If General Greene’s estimate of the total American loss was accurate, then between 1,160 and 1,260 Americans were killed or wounded in the battle of September 11, 1777. The British also captured 11 out of 14 of the American artillery guns.

Result

Although Howe had defeated the American army, the unexpected resistance he had met prevented him from destroying it completely. The American morale had not been destroyed; despite losing the battle, the Americans had good spirits hoping to fight the British again another day. But neither commander in the battle had proven themselves. Washington had committed a serious error in leaving his right flank wide open and nearly brought on destruction if it had not been for Sullivan, Sterling, and Stephen's divisions that fought for time. Howe had waited too long to attack the American right flank, showing again his lack of killer instincts because he was still afraid of sustaining heavy casualties since the costly victory at the Battle of Bunker Hill two years earlier, and thus allowed most of the American army to escape.

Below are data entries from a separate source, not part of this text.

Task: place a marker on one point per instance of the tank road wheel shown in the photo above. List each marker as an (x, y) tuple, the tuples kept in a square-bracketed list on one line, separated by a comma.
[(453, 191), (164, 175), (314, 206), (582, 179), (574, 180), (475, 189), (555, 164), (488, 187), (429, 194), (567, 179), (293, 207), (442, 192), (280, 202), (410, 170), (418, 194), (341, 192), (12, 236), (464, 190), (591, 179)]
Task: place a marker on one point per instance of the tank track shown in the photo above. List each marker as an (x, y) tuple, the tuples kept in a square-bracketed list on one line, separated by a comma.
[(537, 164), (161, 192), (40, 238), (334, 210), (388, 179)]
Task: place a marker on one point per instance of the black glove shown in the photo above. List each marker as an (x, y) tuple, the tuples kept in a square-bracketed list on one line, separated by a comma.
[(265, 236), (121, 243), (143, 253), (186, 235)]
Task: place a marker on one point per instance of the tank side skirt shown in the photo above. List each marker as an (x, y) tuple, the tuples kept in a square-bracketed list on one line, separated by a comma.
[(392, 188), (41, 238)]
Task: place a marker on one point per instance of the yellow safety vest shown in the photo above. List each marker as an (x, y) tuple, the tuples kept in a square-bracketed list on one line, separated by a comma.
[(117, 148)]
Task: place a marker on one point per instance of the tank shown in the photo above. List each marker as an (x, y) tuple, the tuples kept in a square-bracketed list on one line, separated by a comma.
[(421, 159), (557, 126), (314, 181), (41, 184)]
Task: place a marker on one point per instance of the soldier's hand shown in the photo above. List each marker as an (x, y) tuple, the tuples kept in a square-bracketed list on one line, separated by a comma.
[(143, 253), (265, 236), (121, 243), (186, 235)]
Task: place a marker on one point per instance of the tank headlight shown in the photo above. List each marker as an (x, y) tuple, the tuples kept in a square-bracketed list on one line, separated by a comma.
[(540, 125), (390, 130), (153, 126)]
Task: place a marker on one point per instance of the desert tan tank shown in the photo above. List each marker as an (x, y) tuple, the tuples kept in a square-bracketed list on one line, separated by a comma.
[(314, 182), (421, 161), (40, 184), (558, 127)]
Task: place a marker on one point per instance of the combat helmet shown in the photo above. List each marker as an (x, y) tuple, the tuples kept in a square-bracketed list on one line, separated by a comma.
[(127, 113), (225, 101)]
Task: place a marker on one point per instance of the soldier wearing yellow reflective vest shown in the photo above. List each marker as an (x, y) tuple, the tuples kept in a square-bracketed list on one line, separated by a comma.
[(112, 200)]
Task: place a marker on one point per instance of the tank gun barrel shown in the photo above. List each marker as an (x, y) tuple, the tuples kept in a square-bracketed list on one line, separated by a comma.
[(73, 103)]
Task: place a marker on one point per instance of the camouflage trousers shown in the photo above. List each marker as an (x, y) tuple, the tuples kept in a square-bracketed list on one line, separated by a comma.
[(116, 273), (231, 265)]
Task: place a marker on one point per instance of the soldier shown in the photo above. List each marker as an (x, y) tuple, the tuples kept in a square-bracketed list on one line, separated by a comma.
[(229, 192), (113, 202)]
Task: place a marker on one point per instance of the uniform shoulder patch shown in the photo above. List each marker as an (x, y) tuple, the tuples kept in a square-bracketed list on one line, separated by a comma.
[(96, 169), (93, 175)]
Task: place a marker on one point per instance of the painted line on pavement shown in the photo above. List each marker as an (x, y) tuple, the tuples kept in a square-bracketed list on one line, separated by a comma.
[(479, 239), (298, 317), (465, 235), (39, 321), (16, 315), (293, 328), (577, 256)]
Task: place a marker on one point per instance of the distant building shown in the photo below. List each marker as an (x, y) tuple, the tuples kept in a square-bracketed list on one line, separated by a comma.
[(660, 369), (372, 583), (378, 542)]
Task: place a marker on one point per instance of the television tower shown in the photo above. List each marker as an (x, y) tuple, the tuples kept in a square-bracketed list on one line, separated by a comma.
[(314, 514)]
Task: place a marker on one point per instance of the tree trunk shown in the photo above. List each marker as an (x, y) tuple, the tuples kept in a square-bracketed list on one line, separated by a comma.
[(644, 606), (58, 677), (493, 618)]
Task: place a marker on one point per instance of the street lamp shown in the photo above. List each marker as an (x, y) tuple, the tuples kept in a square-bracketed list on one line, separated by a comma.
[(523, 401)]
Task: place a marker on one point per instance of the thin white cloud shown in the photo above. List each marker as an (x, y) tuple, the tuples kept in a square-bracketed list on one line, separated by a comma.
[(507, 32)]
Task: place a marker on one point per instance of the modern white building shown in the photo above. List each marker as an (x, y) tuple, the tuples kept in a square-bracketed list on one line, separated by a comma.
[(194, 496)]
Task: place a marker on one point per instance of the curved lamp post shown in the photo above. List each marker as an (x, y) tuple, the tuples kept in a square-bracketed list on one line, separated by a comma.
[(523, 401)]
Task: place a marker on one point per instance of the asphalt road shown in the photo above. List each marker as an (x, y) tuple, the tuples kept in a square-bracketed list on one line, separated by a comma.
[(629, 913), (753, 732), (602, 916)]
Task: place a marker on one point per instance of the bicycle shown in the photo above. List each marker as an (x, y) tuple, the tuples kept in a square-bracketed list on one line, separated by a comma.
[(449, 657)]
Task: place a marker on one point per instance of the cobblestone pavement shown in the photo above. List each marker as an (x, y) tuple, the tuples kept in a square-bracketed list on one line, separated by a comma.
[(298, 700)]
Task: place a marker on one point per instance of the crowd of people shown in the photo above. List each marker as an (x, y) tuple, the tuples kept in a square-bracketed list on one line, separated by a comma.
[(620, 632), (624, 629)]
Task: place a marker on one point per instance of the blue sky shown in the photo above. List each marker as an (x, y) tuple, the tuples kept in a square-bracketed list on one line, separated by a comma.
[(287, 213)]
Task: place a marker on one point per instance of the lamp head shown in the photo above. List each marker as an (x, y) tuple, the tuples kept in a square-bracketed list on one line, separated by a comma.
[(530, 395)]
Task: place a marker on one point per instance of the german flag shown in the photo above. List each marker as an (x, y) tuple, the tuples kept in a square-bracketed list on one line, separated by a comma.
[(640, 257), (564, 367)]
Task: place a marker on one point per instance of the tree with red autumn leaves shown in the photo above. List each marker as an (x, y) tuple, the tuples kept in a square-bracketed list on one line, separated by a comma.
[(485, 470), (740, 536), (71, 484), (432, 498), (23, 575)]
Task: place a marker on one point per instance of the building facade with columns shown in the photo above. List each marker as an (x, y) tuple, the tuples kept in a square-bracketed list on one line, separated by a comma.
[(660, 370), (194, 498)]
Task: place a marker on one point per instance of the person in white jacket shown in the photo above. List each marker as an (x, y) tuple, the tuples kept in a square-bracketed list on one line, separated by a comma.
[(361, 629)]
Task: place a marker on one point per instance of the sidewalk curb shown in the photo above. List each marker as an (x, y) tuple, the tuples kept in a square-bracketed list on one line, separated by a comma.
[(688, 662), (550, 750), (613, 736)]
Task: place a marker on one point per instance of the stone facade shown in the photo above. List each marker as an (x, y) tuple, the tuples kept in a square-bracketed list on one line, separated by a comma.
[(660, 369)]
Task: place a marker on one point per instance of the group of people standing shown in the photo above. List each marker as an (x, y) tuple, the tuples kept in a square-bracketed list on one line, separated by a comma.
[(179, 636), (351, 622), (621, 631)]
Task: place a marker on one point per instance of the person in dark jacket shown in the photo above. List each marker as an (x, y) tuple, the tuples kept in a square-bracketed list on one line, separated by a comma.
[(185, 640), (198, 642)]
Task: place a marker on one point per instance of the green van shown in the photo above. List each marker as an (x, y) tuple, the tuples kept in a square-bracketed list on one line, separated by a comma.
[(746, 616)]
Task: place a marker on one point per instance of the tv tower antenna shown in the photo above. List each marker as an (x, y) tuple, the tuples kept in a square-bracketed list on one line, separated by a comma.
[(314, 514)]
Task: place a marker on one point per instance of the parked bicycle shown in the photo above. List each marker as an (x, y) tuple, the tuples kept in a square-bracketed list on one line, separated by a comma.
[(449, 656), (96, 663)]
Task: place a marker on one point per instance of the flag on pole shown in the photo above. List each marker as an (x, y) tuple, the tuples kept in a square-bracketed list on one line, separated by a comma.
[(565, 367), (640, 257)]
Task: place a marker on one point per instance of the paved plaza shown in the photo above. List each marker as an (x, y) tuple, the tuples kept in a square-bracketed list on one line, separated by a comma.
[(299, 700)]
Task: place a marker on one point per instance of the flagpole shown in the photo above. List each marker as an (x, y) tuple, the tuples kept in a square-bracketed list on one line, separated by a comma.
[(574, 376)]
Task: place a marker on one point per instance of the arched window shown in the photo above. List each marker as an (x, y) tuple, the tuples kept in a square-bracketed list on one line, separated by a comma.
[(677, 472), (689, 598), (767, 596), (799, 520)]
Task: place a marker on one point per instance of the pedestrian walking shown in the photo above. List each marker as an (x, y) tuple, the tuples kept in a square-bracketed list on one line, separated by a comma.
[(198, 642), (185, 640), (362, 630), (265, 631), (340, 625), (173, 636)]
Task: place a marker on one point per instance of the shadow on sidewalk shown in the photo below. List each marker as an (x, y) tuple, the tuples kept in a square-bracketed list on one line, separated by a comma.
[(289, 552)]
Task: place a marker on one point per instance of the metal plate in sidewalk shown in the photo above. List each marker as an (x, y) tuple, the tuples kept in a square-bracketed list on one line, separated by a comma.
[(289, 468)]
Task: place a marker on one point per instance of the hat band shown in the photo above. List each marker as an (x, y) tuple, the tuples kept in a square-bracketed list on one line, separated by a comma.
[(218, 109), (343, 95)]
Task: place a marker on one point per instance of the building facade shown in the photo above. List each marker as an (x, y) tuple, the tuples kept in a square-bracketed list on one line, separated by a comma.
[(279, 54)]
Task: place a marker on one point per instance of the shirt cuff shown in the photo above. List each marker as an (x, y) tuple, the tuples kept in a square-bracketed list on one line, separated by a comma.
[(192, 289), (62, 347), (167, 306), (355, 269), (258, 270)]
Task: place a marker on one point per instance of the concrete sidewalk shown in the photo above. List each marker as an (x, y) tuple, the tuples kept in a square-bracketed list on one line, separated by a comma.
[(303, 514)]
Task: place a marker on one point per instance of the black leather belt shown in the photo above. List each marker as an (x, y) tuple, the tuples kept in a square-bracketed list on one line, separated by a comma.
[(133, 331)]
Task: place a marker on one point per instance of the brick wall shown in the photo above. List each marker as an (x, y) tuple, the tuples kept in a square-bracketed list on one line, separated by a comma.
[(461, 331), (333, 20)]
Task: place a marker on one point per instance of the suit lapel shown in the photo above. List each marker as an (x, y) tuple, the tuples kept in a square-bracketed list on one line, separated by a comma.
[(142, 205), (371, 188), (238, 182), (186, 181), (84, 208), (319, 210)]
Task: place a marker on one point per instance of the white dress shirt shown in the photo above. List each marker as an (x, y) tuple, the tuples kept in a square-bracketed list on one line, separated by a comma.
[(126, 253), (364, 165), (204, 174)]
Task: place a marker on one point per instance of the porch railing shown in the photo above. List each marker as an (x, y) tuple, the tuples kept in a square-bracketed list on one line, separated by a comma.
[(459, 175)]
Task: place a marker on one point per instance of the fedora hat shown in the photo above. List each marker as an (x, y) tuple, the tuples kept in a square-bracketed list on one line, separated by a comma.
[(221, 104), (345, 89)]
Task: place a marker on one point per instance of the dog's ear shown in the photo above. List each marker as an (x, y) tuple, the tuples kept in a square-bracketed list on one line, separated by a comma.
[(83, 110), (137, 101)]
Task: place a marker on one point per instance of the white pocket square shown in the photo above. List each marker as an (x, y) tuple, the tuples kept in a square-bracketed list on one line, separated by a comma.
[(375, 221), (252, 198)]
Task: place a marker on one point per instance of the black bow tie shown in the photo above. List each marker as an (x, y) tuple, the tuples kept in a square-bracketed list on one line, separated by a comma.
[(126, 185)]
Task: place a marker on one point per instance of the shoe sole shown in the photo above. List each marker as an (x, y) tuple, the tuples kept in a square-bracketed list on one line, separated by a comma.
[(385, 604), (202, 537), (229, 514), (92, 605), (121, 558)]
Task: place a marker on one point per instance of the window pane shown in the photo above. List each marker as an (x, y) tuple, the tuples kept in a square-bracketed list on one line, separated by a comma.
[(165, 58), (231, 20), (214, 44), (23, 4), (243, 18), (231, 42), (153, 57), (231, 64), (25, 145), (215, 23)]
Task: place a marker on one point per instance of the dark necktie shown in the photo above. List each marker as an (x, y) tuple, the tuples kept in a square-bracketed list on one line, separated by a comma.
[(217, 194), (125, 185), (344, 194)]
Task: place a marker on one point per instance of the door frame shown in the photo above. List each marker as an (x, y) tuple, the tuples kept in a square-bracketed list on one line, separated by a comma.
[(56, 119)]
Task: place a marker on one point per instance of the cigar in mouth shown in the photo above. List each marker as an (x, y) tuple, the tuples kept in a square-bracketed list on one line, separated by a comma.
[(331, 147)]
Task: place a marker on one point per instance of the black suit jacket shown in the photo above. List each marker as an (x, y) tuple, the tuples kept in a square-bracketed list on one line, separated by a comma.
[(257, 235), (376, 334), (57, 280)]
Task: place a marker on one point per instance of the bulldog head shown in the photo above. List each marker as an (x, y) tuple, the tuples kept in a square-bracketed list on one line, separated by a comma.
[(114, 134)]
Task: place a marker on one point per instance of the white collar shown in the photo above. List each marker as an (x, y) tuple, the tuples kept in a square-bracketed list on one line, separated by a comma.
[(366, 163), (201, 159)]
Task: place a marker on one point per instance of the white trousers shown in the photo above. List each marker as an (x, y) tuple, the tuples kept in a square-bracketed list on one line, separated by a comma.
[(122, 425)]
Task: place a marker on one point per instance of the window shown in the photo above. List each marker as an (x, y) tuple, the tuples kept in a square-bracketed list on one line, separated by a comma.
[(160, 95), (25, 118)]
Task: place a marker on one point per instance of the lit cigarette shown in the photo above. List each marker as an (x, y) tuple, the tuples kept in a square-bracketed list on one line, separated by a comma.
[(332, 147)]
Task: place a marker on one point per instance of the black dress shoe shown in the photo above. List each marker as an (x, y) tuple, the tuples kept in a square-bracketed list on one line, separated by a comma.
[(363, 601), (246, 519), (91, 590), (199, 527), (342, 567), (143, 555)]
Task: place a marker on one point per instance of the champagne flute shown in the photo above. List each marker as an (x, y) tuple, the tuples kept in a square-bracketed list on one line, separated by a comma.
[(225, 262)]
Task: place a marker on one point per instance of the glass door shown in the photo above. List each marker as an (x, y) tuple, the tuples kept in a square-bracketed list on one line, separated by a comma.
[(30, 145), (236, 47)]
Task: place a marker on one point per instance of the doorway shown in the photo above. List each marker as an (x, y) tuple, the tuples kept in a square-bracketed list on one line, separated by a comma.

British and American forces maneuvered around each other for the next several days with only minor encounters such as the Paoli Massacre on the night of September 20-21.

The Continental Congress abandoned Philadelphia, first to Lancaster, Pennsylvania for one day and then to York, Pennsylvania. Military supplies were moved out of the city to Reading, Pennsylvania. On September 26, 1777, British forces marched into Philadelphia unopposed.